State Capitol Week in Review

LITTLE ROCK – The Arkansas Financial Transparency Act, which mandates that state agency spending be posted on the Internet, has gained enough co-sponsors to guarantee its passage in the state Senate.

Also known as the "open checkbook" bill, Senate Bill 221 was favorably recommended by the State Agencies and Governmental Affairs Committee and is scheduled for a vote by the entire Senate.

Under the bill, state agencies would have to post on the Internet the salaries of all employees, as well as expenditure data that includes amounts paid under contracts with private companies that bid on state projects. The data would include which vendors are awarded the contracts, the amounts of the contracts and whether they are for commodities or professional services.

The disclosure requirements also would apply to the governor, attorney general, secretary of state, land commissioner, auditor, treasurer and lieutenant governor. It also would apply to all boards and commissions, judicial offices, the Lottery Commission and legislative offices.

State agencies shall make available on the Internet information about their bonded indebtedness, such as the original amount of principal borrowed, the interest rates charged and the source of revenue for repayment of the debt. They must cite the statute authorizing them to borrow money.

The expenditure data is scheduled to be online by July 1, 2012. The state Department of Finance and Administration will create and regularly update the website.

SB 221 has 25 Senate co-sponsors, which is more than enough to win approval in the 35-member Senate.
Also, the lieutenant governor has publicly expressed his strong support of the bill. Some senators have said the bill doesn't go far enough because it does not include state-supported colleges and universities, which every year receive hundreds of millions of dollars in tax revenue. Higher education uses a different accounting system so it would be very expensive to put its expenditure data online. However, the bill's sponsor has said that he wants to include higher education under the bill's requirements in the future.

In other business, the Senate passed a pair of bills to improve dental care in rural areas where there are few if any dentists. SB 43 would allow physicians and nurses to apply a fluoride varnish to children's teeth. The sealants have proven to be an effective way to prevent cavities. SB 42 allows dental hygienists to clean teeth without the supervision of a dentist.

The House Transportation Committee has endorsed SB 154 to prohibit drivers from talking on cell phones in school zones during school hours and when going through construction zones. It has already passed the Senate, so its final hurdle is consideration by the entire House.

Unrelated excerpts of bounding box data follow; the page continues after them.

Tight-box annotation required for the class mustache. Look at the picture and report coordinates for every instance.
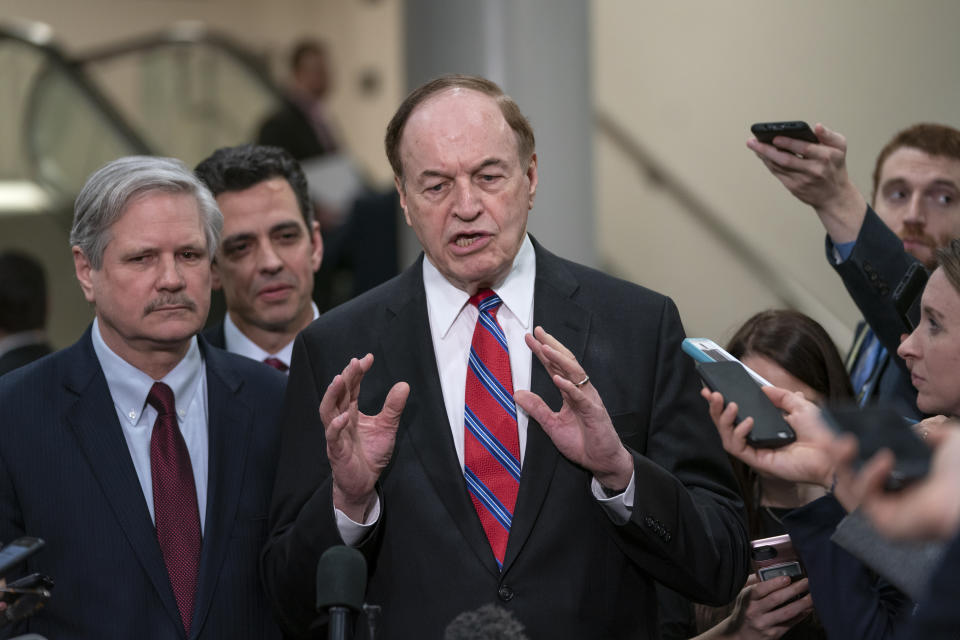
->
[143,293,197,315]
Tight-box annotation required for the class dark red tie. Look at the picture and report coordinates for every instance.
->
[147,382,200,635]
[263,356,290,373]
[463,289,520,568]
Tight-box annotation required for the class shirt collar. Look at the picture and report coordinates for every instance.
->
[423,235,537,338]
[92,319,203,425]
[223,302,320,367]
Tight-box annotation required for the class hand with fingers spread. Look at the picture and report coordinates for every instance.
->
[832,427,960,540]
[320,353,410,522]
[514,327,633,490]
[747,123,867,243]
[701,387,834,488]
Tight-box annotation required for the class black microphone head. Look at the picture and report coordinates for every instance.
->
[317,545,367,613]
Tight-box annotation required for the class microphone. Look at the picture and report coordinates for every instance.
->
[317,545,367,640]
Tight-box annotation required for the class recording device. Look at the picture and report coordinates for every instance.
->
[750,535,806,582]
[696,362,797,449]
[317,545,367,640]
[0,573,53,628]
[823,406,931,491]
[893,262,930,331]
[0,536,44,577]
[680,338,773,387]
[750,120,820,144]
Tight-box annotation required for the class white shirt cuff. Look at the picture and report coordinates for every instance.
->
[333,496,380,547]
[590,474,636,524]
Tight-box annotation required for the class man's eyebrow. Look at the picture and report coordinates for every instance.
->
[220,231,256,246]
[270,220,300,233]
[177,242,207,253]
[417,169,449,182]
[929,178,958,190]
[472,158,507,173]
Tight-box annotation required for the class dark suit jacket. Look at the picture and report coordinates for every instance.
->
[898,536,960,640]
[0,330,285,640]
[0,342,53,376]
[827,207,923,419]
[263,243,747,639]
[783,495,913,640]
[203,320,227,349]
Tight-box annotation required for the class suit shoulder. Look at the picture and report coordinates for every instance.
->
[302,270,414,338]
[0,342,82,395]
[201,341,287,402]
[555,257,673,311]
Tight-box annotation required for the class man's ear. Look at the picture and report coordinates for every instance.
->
[393,176,413,227]
[527,154,538,209]
[310,220,323,273]
[72,247,97,303]
[210,258,223,291]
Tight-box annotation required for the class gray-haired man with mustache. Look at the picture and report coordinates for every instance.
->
[0,157,285,640]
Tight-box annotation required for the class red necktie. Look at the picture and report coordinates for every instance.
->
[263,356,290,373]
[463,289,520,568]
[147,382,200,634]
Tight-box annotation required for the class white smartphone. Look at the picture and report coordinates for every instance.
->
[681,338,773,387]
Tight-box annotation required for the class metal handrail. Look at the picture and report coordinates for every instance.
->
[73,20,290,104]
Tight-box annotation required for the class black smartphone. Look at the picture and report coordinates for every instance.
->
[750,120,820,144]
[696,361,797,449]
[0,536,44,577]
[0,573,53,602]
[750,535,806,582]
[823,405,931,491]
[893,262,930,332]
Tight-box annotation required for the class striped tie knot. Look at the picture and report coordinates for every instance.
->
[464,289,520,567]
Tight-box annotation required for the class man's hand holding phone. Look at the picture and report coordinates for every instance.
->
[701,387,834,488]
[747,123,867,243]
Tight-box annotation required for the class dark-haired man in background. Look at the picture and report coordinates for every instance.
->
[747,124,960,418]
[0,251,53,376]
[196,145,323,372]
[257,39,340,161]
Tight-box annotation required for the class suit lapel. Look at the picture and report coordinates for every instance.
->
[64,329,181,626]
[381,258,499,575]
[191,348,252,636]
[503,240,590,571]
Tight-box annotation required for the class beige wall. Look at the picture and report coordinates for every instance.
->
[0,0,404,347]
[592,0,960,349]
[9,0,960,348]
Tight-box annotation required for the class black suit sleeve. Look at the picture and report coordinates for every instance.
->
[827,207,917,364]
[620,298,749,605]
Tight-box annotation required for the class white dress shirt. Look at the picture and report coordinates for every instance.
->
[223,302,320,369]
[336,236,634,544]
[92,320,209,533]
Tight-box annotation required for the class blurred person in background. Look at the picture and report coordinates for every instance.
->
[257,38,340,160]
[257,38,399,311]
[0,251,53,375]
[195,145,323,373]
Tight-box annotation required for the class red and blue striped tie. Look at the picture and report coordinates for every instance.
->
[463,289,520,568]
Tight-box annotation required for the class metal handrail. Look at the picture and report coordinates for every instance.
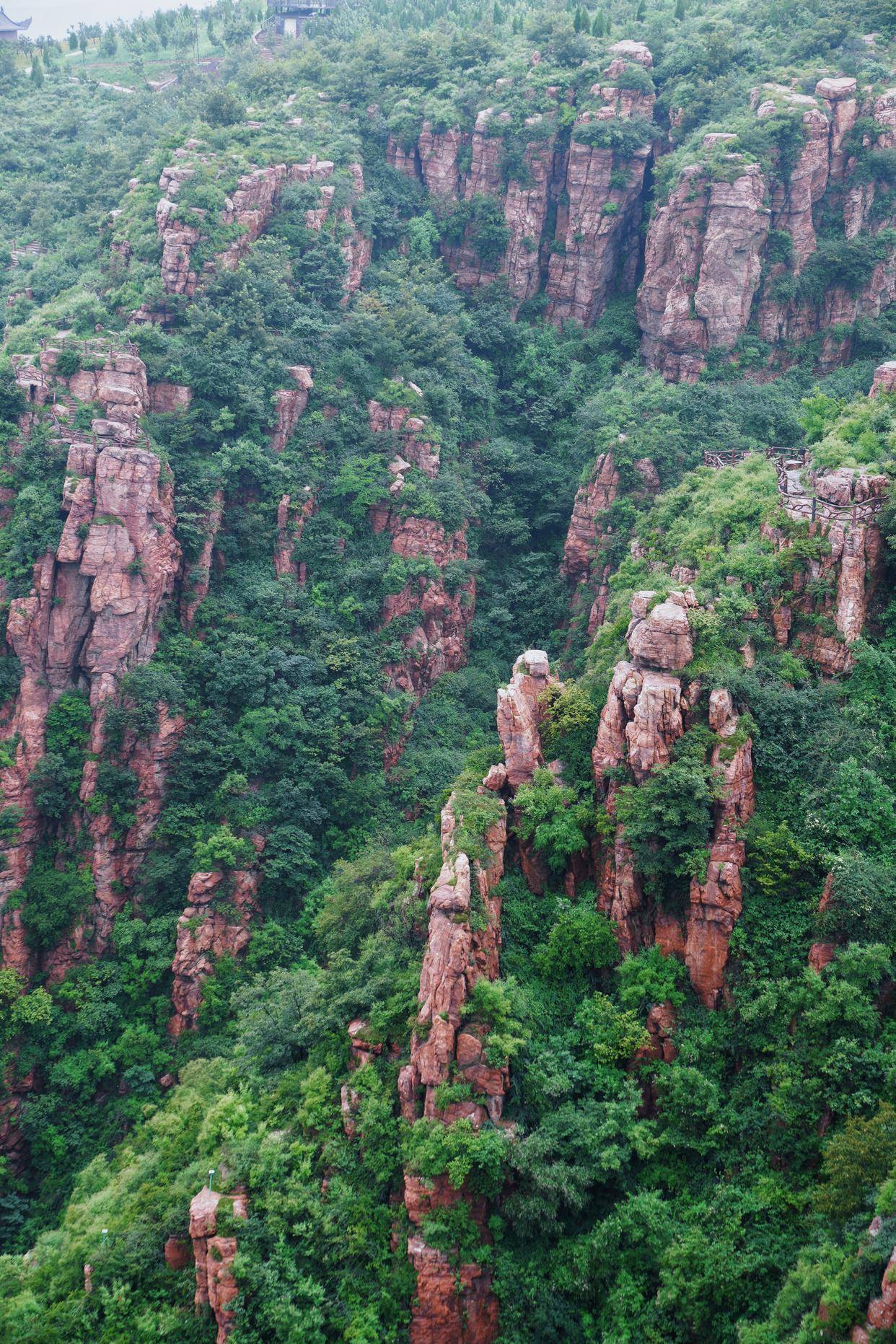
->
[703,447,890,527]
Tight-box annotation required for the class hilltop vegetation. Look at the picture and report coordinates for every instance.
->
[0,0,896,1344]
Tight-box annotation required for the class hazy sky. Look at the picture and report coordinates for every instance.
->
[19,0,207,38]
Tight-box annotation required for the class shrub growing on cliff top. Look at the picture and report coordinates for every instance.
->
[617,727,721,897]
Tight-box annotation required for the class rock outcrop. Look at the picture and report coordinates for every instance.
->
[685,691,755,1008]
[592,589,754,1006]
[387,42,654,327]
[190,1190,248,1344]
[270,364,315,453]
[399,786,509,1344]
[833,1216,896,1344]
[637,164,770,382]
[168,838,263,1036]
[274,486,317,586]
[560,452,619,584]
[180,486,224,631]
[763,467,888,676]
[545,51,654,327]
[0,363,183,975]
[137,149,372,313]
[486,649,559,793]
[637,76,896,382]
[868,359,896,397]
[366,385,475,726]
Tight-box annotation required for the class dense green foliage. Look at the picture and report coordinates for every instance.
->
[0,0,896,1344]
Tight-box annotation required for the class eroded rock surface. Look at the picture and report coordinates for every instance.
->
[190,1190,248,1344]
[685,690,755,1008]
[168,838,263,1036]
[399,786,509,1344]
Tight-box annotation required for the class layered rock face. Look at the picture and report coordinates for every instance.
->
[270,364,315,453]
[637,76,896,382]
[560,451,659,636]
[190,1190,248,1344]
[486,649,559,793]
[387,42,654,327]
[637,164,770,382]
[399,785,509,1344]
[0,355,183,975]
[592,590,754,1005]
[763,467,888,676]
[366,385,475,720]
[168,838,263,1036]
[545,43,654,327]
[561,453,619,584]
[496,649,560,894]
[137,145,372,313]
[685,691,755,1008]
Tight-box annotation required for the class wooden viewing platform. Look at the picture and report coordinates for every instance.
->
[703,447,890,527]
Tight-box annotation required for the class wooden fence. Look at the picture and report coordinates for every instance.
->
[703,447,890,527]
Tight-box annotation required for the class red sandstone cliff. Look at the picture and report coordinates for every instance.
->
[168,838,263,1036]
[387,42,654,327]
[366,385,475,736]
[134,151,372,322]
[399,786,508,1344]
[685,691,755,1008]
[190,1190,248,1344]
[0,351,183,976]
[545,43,654,327]
[592,590,754,1006]
[637,76,896,382]
[763,467,887,676]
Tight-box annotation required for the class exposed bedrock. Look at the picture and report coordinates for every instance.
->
[637,76,896,382]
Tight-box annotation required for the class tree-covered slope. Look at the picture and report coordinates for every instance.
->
[0,0,896,1344]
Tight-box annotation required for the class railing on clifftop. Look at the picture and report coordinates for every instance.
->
[703,447,890,527]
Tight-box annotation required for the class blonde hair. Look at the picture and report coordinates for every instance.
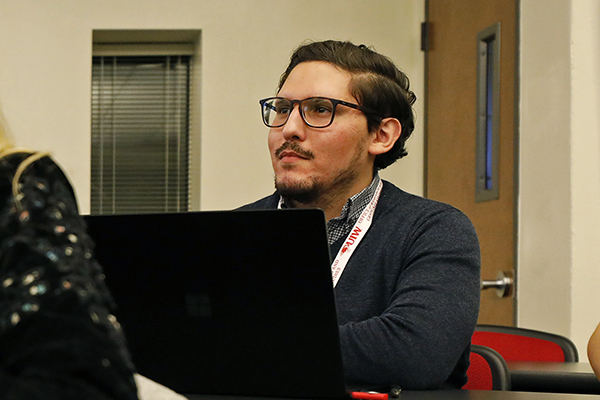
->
[0,111,49,208]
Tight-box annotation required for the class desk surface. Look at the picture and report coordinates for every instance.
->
[507,361,600,394]
[188,390,598,400]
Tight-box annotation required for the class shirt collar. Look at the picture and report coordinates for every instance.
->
[278,172,381,221]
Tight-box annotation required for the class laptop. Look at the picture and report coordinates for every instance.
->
[85,210,348,399]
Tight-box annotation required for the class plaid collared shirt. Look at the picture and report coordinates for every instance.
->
[281,173,381,246]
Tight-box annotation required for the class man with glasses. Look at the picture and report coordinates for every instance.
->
[244,41,480,389]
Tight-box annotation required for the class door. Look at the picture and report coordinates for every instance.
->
[425,0,517,325]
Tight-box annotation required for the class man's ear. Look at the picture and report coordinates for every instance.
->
[369,118,402,155]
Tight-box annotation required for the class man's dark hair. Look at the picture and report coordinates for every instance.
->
[279,40,417,170]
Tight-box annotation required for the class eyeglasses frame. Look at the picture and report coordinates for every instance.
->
[258,96,378,129]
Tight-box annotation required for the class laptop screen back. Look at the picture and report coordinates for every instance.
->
[86,210,345,398]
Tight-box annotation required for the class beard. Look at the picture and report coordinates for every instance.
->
[275,143,364,208]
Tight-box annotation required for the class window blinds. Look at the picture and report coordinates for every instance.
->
[91,56,191,214]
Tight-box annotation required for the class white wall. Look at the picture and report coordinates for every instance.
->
[518,0,600,360]
[0,0,424,213]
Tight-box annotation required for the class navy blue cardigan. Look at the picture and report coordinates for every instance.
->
[242,181,480,389]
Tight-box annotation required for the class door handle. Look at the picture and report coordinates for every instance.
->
[481,271,515,297]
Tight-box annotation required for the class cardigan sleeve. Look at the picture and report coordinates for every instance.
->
[336,206,480,389]
[0,154,137,400]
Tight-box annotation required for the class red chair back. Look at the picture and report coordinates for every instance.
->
[463,345,510,390]
[471,325,579,362]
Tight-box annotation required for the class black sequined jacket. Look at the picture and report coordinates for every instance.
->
[0,153,137,399]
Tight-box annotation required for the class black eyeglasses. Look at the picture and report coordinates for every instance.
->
[259,97,374,128]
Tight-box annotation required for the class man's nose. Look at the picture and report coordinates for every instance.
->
[283,104,306,140]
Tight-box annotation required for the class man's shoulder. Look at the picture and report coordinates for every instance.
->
[238,193,279,210]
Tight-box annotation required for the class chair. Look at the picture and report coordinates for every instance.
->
[463,344,511,390]
[471,325,579,362]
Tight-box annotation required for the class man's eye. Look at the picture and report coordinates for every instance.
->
[274,104,290,114]
[307,100,333,114]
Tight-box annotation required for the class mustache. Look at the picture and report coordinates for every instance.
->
[275,142,315,159]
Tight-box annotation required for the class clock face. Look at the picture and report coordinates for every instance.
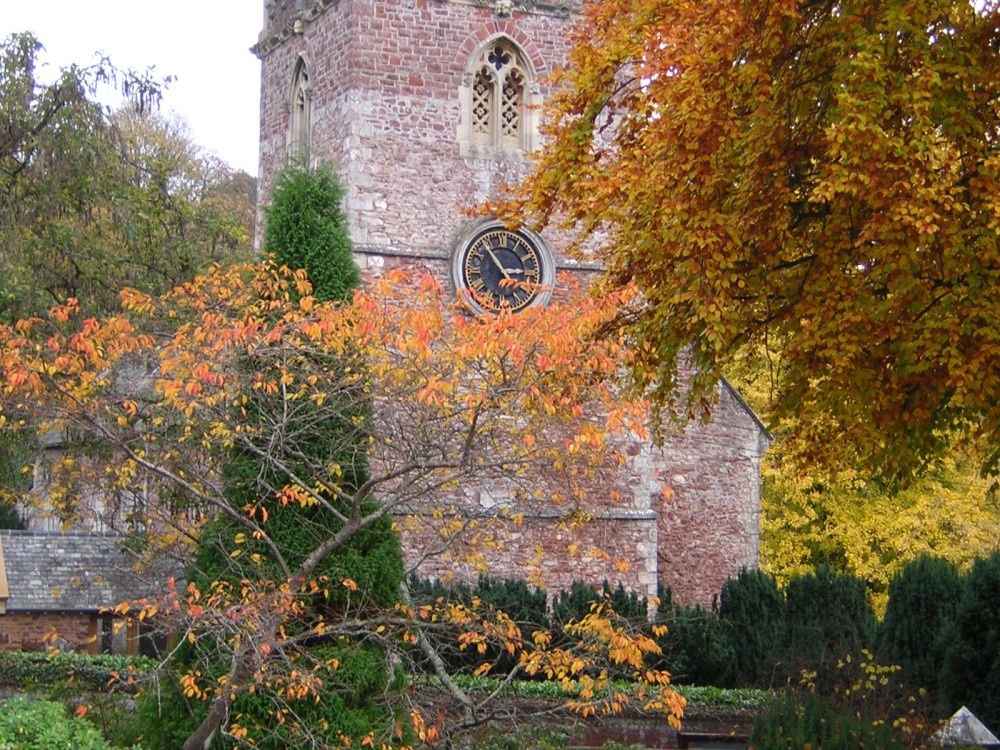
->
[456,227,548,311]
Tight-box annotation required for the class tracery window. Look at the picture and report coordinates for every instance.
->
[288,58,312,163]
[459,37,537,154]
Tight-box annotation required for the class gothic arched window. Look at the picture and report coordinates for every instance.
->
[288,58,312,163]
[459,37,539,155]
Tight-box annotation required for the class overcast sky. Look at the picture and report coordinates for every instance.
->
[0,0,264,175]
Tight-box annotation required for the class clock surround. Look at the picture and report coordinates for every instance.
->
[451,219,555,314]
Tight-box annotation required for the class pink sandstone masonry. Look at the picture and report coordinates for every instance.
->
[254,0,768,605]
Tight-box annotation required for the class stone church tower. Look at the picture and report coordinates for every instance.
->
[254,0,768,604]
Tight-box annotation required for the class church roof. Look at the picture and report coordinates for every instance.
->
[0,531,138,613]
[931,706,1000,748]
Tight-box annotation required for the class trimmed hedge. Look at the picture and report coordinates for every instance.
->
[0,651,156,692]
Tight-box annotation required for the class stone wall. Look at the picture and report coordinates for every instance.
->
[0,612,97,653]
[255,0,767,605]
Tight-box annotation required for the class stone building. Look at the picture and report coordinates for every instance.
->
[254,0,768,604]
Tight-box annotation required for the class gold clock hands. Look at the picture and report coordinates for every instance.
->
[486,245,510,279]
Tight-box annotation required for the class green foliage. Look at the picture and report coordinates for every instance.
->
[0,651,155,691]
[750,695,904,750]
[656,590,735,687]
[0,34,255,321]
[719,568,785,687]
[879,557,962,692]
[784,567,876,669]
[221,641,390,750]
[262,165,360,302]
[940,552,1000,727]
[121,676,208,750]
[0,697,123,750]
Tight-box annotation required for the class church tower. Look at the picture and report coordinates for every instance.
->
[254,0,767,604]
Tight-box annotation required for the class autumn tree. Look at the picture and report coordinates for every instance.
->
[0,34,255,322]
[508,0,1000,478]
[0,265,683,747]
[164,167,403,750]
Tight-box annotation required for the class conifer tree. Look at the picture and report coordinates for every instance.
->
[879,556,962,692]
[168,167,403,748]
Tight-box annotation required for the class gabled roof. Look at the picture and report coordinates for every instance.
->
[0,531,140,613]
[931,706,1000,747]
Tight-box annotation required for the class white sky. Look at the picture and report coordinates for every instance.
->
[0,0,264,175]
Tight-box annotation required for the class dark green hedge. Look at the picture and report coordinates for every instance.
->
[0,651,156,691]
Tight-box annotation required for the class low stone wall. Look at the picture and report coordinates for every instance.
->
[0,612,97,653]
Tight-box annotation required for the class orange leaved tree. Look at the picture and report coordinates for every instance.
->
[510,0,1000,478]
[0,264,682,747]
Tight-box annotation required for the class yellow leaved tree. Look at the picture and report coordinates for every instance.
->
[0,264,683,748]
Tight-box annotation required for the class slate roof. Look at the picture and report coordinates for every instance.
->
[931,706,1000,748]
[0,531,140,612]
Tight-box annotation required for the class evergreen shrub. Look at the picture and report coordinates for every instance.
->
[719,568,785,688]
[941,552,1000,731]
[878,556,962,692]
[0,697,122,750]
[656,589,734,687]
[750,695,904,750]
[784,566,876,676]
[261,164,361,302]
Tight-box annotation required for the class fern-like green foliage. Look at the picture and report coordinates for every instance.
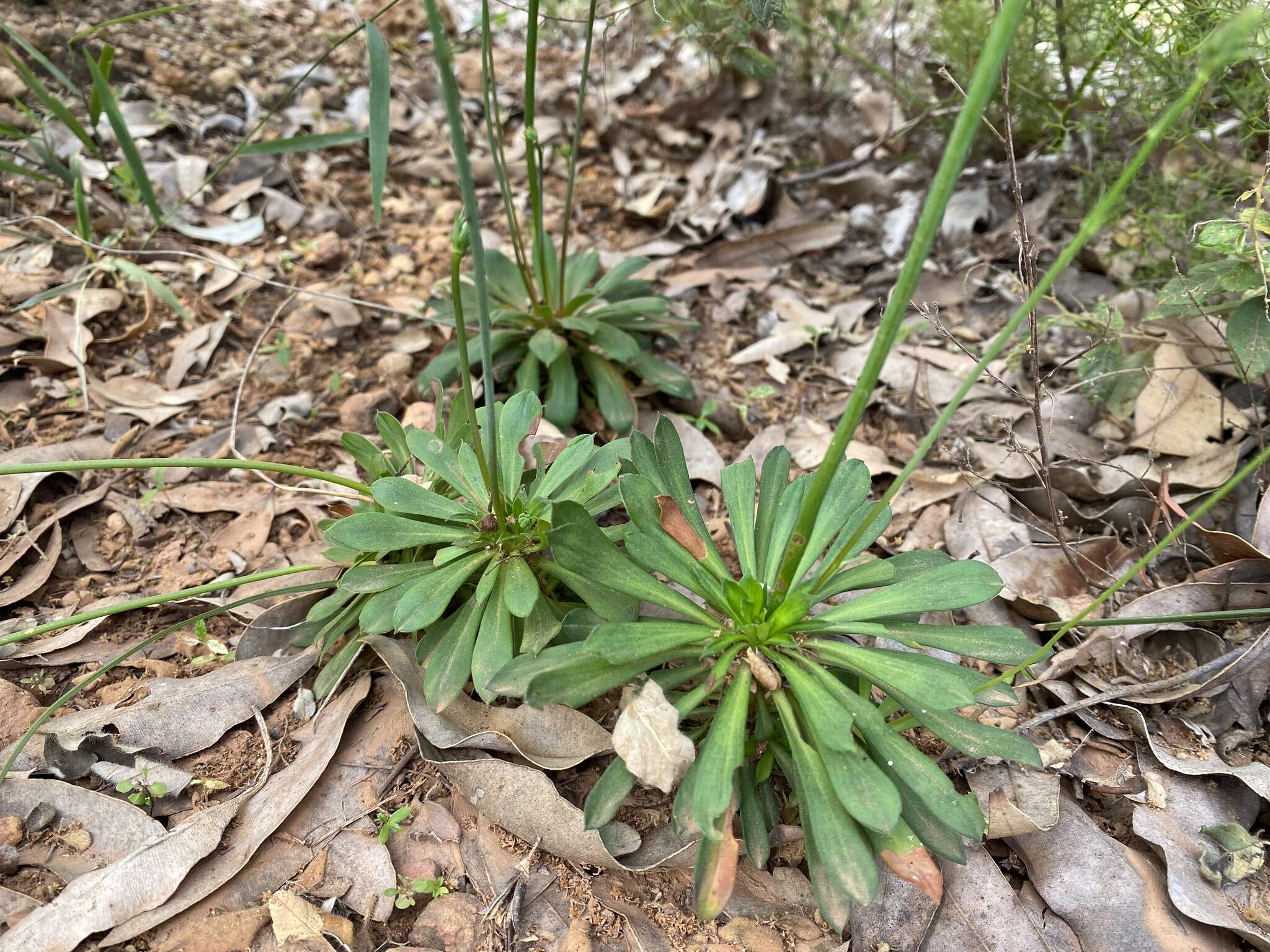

Both the Senate and the House have each passed ethics reform bills. They will impose a one year "cooling off" period after an elected official leaves office in which the former legislator cannot become a registered lobbyist.

Also, the ethics law will limit how much a legislator can be reimbursed for trips to out-of-state conferences. They can still either drive or fly to conferences but they will receive expense reimbursements only for the cheapest mode of travel.